Posted by markdohle , 15 May 2013 · 202 views



The last phase of life

As I was taking care of Luke early this morning I could tell that this was going to be a morning of confusion.  He was in a good mood, but as happens often with the very old, he will soon be 102, his body is awake but his mind is still in some dream.  Luckily the dream seemed to be more or less pleasant.  He has to be watched of course because he can’t walk by himself, though he can with assistance and great care get to the bathroom and back to bed.  He does not always know this, h is need of help and he being still very quick needs to be watched closely at all times.  He is not a problem, he just does not know what he can’t and cannot do.

Alphonse is different.  Yesterday I pushed him gently to do more.  He had a fall and broke his elbow and is on the mend, so he is still a little shy about doing things on his own.  The body has its own intelligence and at this time he can be overly cautious.  So I encouraged him to get up on this own, while being right behind him, but not touching.  Letting him undress as much as he could etc.  Last night he seemed less anxious and I believe part of that is his slowly becoming more independent.   It is good to see.  He is looking forward to the day when he can be on his own.

So both Luke and Alphonse need watching and care.  Luke because he does not know what he can’t do, and Alphonse because at this time he is not sure what he can do.  A different need for two different men, as it is always, when caring for others.  No two cases alike.

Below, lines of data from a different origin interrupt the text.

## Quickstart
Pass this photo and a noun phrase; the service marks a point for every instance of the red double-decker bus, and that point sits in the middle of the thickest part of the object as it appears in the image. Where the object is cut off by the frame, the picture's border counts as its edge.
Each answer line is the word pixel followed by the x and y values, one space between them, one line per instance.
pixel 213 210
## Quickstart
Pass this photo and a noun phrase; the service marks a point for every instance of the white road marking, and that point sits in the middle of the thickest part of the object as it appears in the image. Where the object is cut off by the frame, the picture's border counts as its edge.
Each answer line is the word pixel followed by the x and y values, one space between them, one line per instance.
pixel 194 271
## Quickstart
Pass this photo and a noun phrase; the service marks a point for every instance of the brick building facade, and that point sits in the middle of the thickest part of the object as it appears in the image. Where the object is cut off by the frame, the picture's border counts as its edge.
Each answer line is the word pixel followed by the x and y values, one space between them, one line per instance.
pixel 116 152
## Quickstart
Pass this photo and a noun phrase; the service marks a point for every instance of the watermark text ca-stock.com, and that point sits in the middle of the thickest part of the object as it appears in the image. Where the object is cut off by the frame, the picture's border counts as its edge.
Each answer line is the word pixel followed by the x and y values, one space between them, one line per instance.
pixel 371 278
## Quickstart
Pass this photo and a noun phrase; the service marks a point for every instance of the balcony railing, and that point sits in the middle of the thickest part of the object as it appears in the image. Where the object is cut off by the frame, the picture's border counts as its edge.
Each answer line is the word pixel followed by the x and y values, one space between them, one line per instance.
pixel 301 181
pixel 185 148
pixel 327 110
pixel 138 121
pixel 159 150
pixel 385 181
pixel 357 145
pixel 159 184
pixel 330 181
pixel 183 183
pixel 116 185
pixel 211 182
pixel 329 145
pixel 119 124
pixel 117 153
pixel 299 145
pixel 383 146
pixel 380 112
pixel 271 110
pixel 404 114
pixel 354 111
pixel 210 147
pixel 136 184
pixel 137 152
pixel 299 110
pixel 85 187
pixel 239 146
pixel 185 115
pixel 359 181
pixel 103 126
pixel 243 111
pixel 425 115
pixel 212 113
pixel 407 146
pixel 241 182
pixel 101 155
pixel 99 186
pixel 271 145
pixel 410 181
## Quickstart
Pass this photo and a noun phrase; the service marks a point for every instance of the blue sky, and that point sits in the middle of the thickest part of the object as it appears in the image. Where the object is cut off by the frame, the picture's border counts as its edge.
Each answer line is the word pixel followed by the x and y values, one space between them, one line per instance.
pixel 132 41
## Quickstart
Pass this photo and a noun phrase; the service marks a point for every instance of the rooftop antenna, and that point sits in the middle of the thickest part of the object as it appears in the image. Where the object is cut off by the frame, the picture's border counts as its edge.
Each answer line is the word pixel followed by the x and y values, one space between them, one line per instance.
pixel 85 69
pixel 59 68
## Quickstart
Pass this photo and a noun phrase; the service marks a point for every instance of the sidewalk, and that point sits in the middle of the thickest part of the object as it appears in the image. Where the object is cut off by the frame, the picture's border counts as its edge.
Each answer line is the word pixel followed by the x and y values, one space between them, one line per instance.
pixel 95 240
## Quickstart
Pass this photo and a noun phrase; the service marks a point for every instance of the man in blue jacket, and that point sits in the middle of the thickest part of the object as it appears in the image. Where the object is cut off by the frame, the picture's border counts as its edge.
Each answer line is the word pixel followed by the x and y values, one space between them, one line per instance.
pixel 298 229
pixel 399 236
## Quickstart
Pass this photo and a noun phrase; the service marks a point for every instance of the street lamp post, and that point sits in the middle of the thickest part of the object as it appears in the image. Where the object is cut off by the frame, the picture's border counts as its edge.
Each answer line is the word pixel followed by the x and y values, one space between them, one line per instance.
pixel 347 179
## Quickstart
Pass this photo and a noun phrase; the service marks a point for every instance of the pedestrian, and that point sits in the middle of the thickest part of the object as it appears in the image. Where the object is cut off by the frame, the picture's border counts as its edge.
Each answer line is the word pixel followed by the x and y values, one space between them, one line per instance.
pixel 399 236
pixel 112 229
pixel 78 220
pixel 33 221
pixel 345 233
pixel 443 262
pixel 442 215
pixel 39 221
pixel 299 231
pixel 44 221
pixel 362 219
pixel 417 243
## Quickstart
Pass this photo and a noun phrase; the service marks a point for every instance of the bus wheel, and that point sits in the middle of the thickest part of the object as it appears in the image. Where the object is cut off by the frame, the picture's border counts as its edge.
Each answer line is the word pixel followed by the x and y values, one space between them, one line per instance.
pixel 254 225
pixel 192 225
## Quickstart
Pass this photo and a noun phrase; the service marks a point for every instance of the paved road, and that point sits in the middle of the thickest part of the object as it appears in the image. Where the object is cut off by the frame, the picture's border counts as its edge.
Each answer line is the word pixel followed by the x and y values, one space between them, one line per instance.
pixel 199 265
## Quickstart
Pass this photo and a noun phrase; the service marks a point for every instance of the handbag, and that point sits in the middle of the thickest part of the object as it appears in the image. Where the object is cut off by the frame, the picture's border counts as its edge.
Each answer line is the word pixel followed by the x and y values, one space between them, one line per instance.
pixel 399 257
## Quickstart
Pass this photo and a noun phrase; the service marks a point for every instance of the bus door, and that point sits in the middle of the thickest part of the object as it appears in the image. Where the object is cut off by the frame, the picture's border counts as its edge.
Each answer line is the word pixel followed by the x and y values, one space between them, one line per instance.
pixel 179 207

Emilio who died in Nov 2008 was the only exception that I have experienced as a care giver who seemed to know exactly what he could or could not do.  He would let me know that at this time in his life he needed help, because he was getting too weak.  He was always right and because of that after one bad fall, he never had another one.  He even knew when he was going to die.  He told me in June of 08 that he would die before Christmas because he could see how weak he was becoming.  A few days before he died, I was away, so I called him and he told me that he was unafraid and ready to go.  He was such a gently man that I still miss him.  His smile is imprinted on my mind, so gently and loving.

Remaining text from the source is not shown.